I felt the way about changing my last name the way some people feel about having kids: I didn’t feel too strongly about keeping or changing my name, and hadn’t yet decided what I wanted.
To be honest, by the time I was 30 and in a partnership, changing my name felt like a lot of work, especially in a digital age with internet footprints. People already knew me.
But then the question of kids came up, and we agreed we didn’t want hyphens. And we wanted to share the same last name. We didn’t want to have one parent constantly having to prove that yes, they were this kid’s parent.
We briefly thought about a new blended name (but our last names were Peck and Younger and all we could come up with was “Young Pecker” and that didn’t work for us.)
“I want to take your last name,” he said.
I’ll admit one of my first thoughts was: “Are you sure?”
Then I thought next about his parents: “But what do you think they’ll say?” I thought they might be a little sad to have their kid change his name.
The idea grew on me.
But was it really that progressive just to switch it from one gender to the other?
He went to file the court paperwork. The form didn’t have a field for “bachelor” name (or any fields for this), so he had to write-in his new name. The clerk laughed and gave him a huge high-five when he explained what he was doing.
But he came home without the task complete. It turns out, to submit the forms, he also needed my permission. I hooted at the hilarity of the wife giving permission, and sent him off with a copy of my drivers license and my sworn note that it was okay (it turns out you can’t just “take” someone’s last name, you actually need their permission.)
And then the cascade of changes came
His passport. Website. Email address. Online profiles. Social profiles. Github account. Reputations as a coder and design geek. Brand identity. Business name. DBA and EIN.
We conferred (as two geeks do) about what social handle he’d use, and searched long and far for one that was available across ALL of the profiles. “Alex Peck” was out. But @alxpck was available everywhere.
It kept going: Home address. Birth certificates (he now had to carry a proof-of-identity change alongside all documents, plus the court order). Credit cards. Bank accounts. Retirement accounts.

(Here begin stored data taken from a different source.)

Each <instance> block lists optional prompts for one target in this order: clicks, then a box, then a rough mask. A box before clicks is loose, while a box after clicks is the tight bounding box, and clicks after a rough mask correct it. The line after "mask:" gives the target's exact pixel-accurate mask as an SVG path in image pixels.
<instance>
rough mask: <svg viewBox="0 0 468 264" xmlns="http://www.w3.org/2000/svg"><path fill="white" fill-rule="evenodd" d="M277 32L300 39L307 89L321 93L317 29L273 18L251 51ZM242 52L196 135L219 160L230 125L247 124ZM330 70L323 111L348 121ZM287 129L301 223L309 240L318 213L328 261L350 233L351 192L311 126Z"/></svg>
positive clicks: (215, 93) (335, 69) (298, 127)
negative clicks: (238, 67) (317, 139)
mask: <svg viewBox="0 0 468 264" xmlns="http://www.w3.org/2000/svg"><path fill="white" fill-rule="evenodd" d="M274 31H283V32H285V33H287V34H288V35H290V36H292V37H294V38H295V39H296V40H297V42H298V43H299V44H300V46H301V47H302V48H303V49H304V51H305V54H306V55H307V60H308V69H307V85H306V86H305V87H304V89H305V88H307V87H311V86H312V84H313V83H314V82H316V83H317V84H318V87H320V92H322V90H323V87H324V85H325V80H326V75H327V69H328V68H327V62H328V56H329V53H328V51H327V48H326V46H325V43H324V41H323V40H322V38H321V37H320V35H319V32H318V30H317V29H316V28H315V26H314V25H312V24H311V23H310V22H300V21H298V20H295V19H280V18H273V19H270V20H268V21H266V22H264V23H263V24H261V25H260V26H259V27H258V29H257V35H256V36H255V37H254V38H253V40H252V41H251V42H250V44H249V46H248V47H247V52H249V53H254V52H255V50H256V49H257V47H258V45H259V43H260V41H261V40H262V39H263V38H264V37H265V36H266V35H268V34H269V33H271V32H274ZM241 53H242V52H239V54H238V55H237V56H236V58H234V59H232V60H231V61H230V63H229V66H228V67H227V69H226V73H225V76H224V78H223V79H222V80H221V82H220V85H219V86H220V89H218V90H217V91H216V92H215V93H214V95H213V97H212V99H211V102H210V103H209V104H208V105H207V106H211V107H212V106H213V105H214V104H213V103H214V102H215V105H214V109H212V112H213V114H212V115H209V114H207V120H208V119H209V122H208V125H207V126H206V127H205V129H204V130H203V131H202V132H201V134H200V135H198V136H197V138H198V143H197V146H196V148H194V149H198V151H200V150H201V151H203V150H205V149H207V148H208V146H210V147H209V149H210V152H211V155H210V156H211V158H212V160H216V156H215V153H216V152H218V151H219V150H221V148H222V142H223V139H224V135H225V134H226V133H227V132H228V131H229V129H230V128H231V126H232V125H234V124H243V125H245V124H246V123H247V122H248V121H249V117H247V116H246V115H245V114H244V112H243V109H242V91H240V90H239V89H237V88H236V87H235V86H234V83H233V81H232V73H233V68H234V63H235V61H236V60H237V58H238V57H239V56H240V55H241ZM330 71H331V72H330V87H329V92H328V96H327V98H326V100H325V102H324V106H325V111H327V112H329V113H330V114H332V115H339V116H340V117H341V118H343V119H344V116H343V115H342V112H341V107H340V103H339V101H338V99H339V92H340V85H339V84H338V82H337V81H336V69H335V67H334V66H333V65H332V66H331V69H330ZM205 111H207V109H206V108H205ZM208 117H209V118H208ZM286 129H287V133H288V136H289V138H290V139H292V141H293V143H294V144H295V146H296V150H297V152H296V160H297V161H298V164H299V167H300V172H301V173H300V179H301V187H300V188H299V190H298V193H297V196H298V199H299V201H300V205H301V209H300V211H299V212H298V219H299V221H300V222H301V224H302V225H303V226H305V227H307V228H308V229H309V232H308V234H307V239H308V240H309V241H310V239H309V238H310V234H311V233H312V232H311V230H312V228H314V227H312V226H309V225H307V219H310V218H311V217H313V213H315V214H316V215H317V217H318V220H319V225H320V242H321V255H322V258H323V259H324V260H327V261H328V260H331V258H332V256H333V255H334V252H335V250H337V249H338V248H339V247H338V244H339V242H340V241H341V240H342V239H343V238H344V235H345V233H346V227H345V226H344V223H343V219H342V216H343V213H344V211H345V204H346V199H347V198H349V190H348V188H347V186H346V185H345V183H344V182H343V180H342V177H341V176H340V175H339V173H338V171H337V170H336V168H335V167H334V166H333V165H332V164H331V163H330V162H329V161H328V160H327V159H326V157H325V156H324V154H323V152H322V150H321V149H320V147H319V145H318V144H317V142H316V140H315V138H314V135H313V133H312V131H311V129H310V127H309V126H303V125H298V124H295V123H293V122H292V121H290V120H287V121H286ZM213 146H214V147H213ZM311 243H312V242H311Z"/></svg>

We were wiping and recreating this person from scratch
The amount of work it took to do was magnified by the fact that “this wasn’t the way things are done.”
I love having the same last name as him. I get a little thrill in keeping my name.
But I also still wonder if the “taking” of names is itself the most peculiar invention.
What do you think about the social invention of changing your name?
The social invention of changing our last names?
I hate it. I’ve hated it since my age was in the single digits.. I hate that I’m supposed to disappear my name and be subsumed into my husband’s identity. I hate what it has meant historically (chattel); I hate what it means currently (patriarchy is still so crushingly pervasive that throwing our names away is simply what is done, with seldom a moment of contemplation). I’m sad that the vast majority of women still submit to it. Or worse, bask in the naive notion that it will make their relationship deeper and more romantically bonded, that that thar man o’ theirs is gonna love and want and respect and protect them more for it.
My husband of many years loves me fulsomely, even with my own name. Our daughter has both our last names, no hyphen, and there’s never been a hassle with any official paperwork, or lack of bonding from her father, as friends direly warned me about.